ALBANY, N.Y. (NEWS10) – State Assembly members and education officials gathered Tuesday to discuss how the state’s financial woes could affect tuition assistance programs. New York State Higher Education Services (HESC) told state Assembly members that while Fall 2020 semester tuition assistance programs like the Tuition Assistance Program (TAP) and Excelsior Scholarship were unaffected for approved recipients, awards for the Spring 2021 semester are undetermined.
HESC told News10 new applications were on hold for the Excelsior Scholarship at the end of July. At that time the Division of the Budget said students might see a reduction in their awards.
Priority for the spring semester will be given to students already receiving awards in accordance with state tuition assistance legislation, says HESC Executive Vice President, Elsa Magee. She says HESC is currently focused on processing fall semester awards and is awaiting guidance from the state before looking ahead to the spring semester.
Like all state agencies, Magee says HESC is waiting to hear from the state what a decrease in New York’s revenue will mean for the financial future of tuition assistance programs.
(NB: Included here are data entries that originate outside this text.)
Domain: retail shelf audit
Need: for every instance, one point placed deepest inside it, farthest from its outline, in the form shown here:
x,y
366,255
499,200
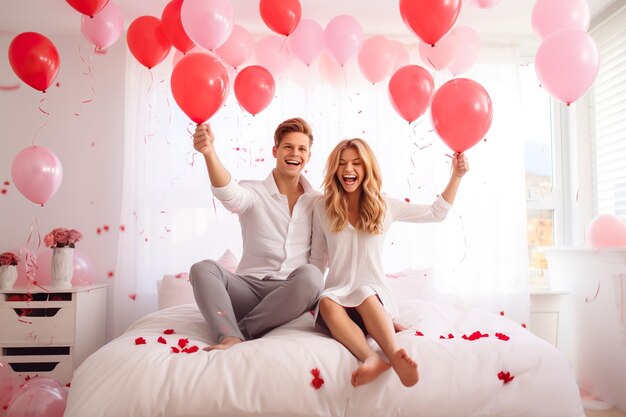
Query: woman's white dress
x,y
354,257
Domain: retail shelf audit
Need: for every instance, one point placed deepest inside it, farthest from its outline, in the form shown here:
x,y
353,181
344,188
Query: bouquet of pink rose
x,y
61,237
9,258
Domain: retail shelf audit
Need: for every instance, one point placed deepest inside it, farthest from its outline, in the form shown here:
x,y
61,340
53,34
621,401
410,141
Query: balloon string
x,y
41,104
39,130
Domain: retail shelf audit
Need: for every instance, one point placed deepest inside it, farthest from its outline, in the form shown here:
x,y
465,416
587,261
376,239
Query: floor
x,y
608,413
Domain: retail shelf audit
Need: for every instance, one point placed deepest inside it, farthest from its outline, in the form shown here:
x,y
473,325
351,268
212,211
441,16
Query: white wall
x,y
89,146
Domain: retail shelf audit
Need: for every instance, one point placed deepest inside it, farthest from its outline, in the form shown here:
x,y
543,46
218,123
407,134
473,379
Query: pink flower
x,y
48,240
60,237
73,237
9,258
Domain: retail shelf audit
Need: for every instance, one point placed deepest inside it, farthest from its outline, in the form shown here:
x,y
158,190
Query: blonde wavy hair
x,y
372,205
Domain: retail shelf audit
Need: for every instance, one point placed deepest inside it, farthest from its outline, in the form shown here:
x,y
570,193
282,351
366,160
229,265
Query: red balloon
x,y
147,41
410,90
462,112
254,88
282,16
173,27
199,85
88,7
430,20
34,59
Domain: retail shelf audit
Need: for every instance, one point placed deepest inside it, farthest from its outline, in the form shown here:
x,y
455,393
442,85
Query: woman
x,y
349,227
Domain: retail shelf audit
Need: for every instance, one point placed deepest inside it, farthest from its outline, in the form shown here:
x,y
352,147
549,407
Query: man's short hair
x,y
295,124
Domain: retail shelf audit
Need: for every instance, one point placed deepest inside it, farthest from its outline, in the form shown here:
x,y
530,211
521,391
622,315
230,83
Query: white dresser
x,y
49,332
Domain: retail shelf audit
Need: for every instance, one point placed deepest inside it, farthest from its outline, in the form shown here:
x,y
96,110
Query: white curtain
x,y
171,219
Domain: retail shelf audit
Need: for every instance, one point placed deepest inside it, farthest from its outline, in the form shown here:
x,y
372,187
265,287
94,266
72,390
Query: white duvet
x,y
273,376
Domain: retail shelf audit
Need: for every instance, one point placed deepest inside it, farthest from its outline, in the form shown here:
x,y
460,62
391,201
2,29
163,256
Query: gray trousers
x,y
246,307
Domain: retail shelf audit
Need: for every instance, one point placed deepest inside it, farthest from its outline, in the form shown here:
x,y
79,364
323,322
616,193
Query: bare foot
x,y
397,327
369,370
405,367
227,342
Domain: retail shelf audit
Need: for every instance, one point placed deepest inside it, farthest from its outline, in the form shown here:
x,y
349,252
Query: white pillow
x,y
413,283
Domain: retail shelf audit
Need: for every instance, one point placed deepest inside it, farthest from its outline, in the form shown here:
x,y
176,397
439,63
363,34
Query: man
x,y
274,283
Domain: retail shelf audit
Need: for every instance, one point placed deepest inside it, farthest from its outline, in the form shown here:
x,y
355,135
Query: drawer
x,y
33,323
52,362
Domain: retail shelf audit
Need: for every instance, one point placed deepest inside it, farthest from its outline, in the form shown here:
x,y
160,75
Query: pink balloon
x,y
485,4
37,173
551,16
105,28
376,58
82,269
402,55
567,64
207,22
38,401
237,48
441,55
461,112
8,385
606,231
307,41
273,54
343,38
468,50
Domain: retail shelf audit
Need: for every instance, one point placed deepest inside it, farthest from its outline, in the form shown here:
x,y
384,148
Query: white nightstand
x,y
53,333
545,311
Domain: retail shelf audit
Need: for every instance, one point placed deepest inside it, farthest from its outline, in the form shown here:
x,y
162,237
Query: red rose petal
x,y
502,336
191,349
505,377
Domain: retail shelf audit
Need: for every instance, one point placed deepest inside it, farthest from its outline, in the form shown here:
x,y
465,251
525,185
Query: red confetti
x,y
191,349
475,336
502,336
317,382
505,377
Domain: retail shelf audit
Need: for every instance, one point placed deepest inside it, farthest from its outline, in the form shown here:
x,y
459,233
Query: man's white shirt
x,y
275,242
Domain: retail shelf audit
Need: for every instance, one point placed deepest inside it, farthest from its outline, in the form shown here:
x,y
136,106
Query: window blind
x,y
609,130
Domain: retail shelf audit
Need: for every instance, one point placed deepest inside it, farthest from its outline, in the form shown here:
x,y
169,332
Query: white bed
x,y
273,376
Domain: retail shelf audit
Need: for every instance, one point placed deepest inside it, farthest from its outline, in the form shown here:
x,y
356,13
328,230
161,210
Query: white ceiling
x,y
509,17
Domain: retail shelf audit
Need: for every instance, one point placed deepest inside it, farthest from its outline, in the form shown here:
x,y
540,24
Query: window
x,y
609,118
540,129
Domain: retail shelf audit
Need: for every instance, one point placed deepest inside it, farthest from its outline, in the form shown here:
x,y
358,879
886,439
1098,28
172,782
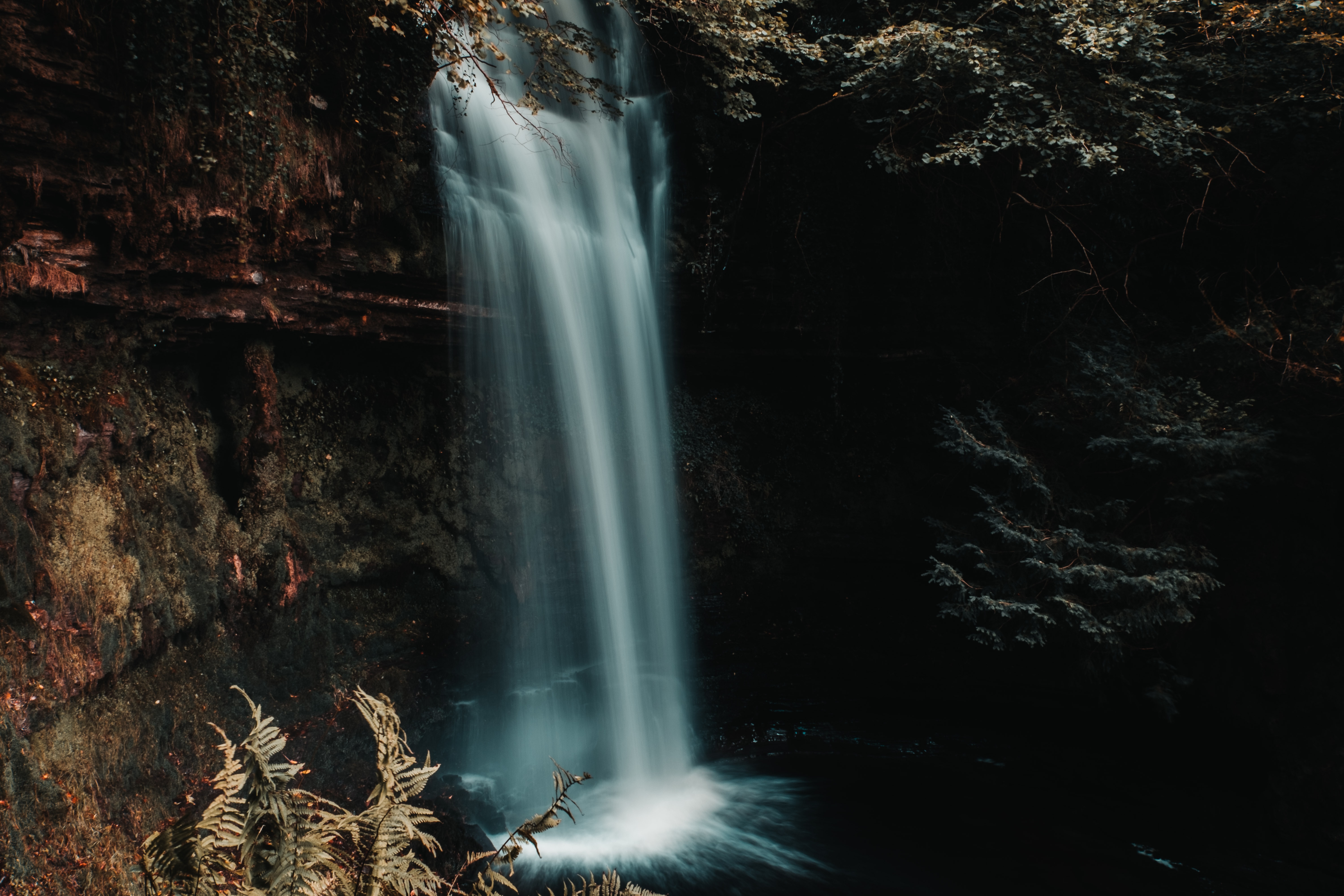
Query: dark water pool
x,y
946,817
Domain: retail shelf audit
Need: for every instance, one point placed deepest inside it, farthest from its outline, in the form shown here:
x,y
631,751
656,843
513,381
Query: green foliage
x,y
1083,82
466,42
737,39
1093,547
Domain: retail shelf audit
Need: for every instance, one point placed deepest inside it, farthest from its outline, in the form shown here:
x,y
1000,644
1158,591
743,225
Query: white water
x,y
571,373
571,382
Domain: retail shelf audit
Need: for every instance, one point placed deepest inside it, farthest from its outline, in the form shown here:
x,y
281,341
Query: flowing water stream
x,y
560,237
569,366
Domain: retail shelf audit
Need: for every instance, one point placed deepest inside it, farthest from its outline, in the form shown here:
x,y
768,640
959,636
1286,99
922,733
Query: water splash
x,y
569,373
571,369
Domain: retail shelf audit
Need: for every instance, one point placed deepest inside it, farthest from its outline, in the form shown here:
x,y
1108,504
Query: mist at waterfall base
x,y
556,228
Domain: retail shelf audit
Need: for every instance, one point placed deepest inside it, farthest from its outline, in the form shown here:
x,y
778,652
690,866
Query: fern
x,y
261,836
610,886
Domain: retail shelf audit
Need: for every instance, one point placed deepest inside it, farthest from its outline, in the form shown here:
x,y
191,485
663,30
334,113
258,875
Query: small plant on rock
x,y
261,836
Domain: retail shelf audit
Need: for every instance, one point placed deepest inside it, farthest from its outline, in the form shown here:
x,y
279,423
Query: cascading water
x,y
569,370
565,257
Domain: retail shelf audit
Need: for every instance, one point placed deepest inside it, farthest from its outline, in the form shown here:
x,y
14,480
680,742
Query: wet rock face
x,y
282,514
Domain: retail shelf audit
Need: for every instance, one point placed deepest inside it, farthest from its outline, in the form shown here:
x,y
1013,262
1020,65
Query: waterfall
x,y
560,238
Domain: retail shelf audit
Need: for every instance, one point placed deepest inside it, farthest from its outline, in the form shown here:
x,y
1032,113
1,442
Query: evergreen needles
x,y
1099,545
She says she knows much of the decision will be determined according to how much federal assistance the state will get.
Students who have already received TAP for eight semesters are not eligible for the program making those who had a COVID-19 related issue that forced them to sign up for additional courses or another semester will not be eligible.
Both the state and the federal governments have put rules forth to help people with student loans that may have been negatively impacted by the coronavirus pandemic. These include the deferment of federal student loans through January 1, 2021, no accounts being sent to collections, and zero percent interest. New York has also temporarily stopped sending loans to collections.
The New York State Education Department says the future of opportunity programs such as the Science and Technology Entry Program and the Collegiate Science and Technology Entry Programs which help support underserved or poor students, is also in jeopardy from state budget cuts due to loss of revenue.